Con una clara adscripción por el modelo justicialista establecido por Perón en sus dos primeras presidencias, el autor del libro afirma que “las banderas de la Justicia Social, Independencia Económica y Soberanía Política simbolizan el profundo contenido de un modelo que facilita el desarrollo cotidiano de la vida, permitiendo además el normal funcionamiento de las instituciones”.

Y concluye Parera: “El pensamiento justicialista, que es el de un argentino para todos los argentinos, no debe ni puede estar ausente en el iluminado camino, que conduzca a la República Argentina a ser una Reorganizada y Gloriosa Nación”.

INTERROGANTES

Uno de los riesgos de este trabajo –debido a la magnitud de los personajes y períodos que se estudian- es caer en reduccionismos o simplificaciones que, al carecer de la debida extensión y fundamentación en el análisis, se alejan de la necesaria complejidad -inherente a los procesos sociales e históricos abarcados- para comprender más o menos cabalmente lo sucedido.

En tal sentido, uno de los límites evidentes en la formulación de las tesis que se proponen, se visibiliza a partir del propósito con que el autor concibió el proyecto: presentar lo sucedido en más de dos siglos de devenir y encajarlo en el estrecho marco de tres conferencias adaptadas a un público masivo.

Si ese es el objetivo, puede decirse que los textos cumplen el propósito. Con un lenguaje llano, sin abundar en fechas ni nombres propios, a partir de un recorte estructural en su enfoque y teoría explicativa, Parera `surfea´ sobre una porción del inabarcable océano de la Historia para compartir con el lector sus reflexiones.

Pero en ese camino, aparece otro de los puntos débiles del texto: la magnitud de los interrogantes que plantea. Ir en búsqueda de claves informativas, documentación que sostengan el análisis y la explicación fundada, exigen sumergirse a una profundidad mucho mayor que la extensión de este breve trabajo. Precisamente la brevedad hace que la argumentación se torne endeble al pasarse por alto o sobreentenderse períodos, acontecimientos y hechos que han incidido de modo indudable en el curso de los acontecimientos históricos vividos en el país.

En esa línea, la mirada del autor se enfoca sobre todo en el análisis comarcano y regional, por lo cual –para el lector advertido- se extraña la inclusión de un marco de referencia que tome en cuenta con más profundidad los acontecimientos de carácter global.

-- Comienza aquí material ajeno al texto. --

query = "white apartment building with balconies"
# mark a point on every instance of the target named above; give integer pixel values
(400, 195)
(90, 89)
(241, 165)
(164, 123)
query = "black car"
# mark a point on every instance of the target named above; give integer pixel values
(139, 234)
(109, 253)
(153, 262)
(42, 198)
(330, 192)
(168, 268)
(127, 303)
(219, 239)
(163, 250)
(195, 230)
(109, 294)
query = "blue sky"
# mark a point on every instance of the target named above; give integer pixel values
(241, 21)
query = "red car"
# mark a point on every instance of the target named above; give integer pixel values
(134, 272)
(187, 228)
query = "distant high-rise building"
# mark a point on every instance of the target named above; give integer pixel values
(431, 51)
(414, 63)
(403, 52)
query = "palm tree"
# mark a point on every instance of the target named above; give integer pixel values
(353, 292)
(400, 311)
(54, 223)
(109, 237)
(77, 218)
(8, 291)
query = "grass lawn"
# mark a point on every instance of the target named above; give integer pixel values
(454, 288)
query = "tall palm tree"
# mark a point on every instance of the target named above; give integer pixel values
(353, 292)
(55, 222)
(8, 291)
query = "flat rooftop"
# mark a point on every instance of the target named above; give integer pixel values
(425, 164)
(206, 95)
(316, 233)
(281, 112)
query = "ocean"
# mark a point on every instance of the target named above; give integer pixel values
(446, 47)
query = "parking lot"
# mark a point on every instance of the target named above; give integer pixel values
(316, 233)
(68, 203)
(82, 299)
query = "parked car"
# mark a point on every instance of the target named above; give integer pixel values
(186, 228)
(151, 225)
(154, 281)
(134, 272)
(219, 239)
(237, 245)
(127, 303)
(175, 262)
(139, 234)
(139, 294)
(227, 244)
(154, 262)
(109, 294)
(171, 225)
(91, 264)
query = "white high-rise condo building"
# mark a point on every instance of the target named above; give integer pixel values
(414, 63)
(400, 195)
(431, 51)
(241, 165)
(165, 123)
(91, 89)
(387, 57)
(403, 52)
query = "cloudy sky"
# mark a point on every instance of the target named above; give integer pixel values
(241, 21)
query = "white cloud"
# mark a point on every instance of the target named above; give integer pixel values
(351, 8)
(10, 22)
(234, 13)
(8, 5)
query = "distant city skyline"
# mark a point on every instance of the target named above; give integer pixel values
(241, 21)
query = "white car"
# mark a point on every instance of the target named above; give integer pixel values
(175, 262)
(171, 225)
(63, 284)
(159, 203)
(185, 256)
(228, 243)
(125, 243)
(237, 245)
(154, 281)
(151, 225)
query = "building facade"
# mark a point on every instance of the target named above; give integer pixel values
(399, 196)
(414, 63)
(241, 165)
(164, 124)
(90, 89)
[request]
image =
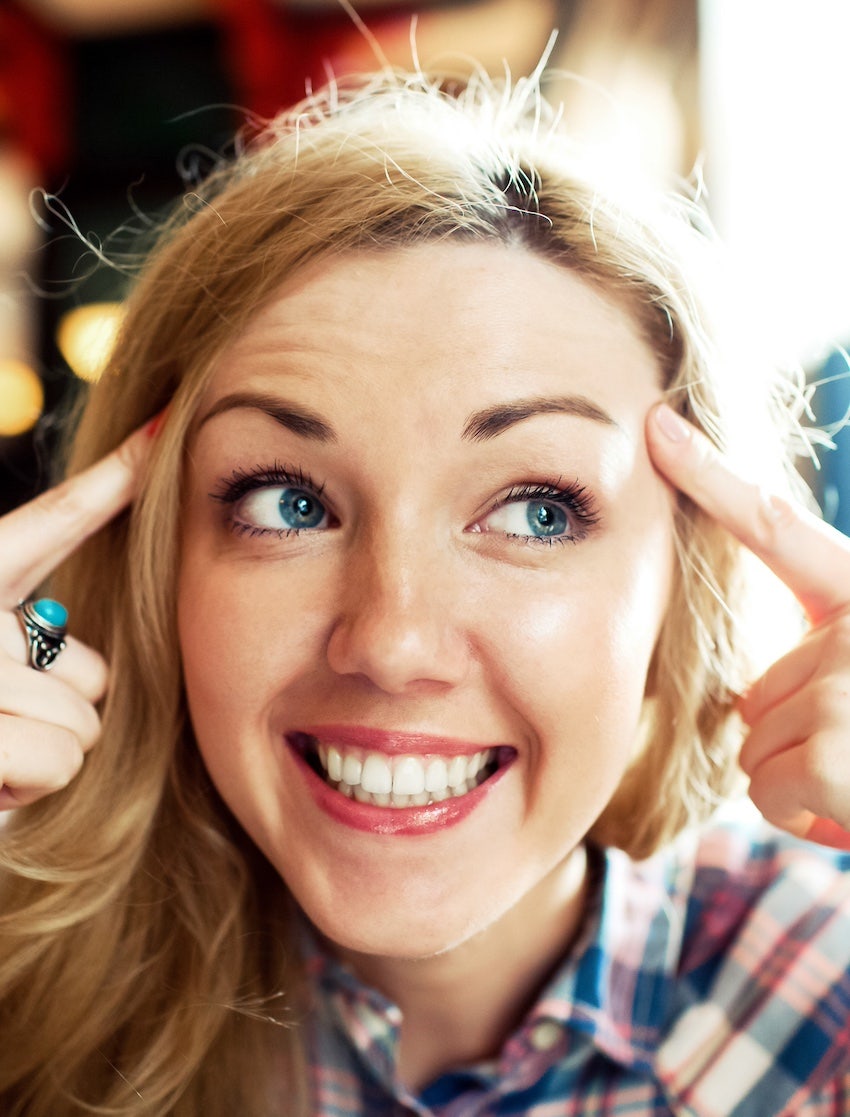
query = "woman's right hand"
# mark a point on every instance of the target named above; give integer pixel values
(48, 718)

Finalmente, existe otro aspecto trunco: si bien hay esbozos de lo que podría considerarse una definición de “contenido nación” -categoría que Parera presenta como una de las claves para comprender el acontecer histórico en el país y llave para resolver interrogantes que continúan irresueltos- la respuesta a la pregunta ¿Qué es y qué caracteriza a ese contenido? no concluye por formularse con contundencia.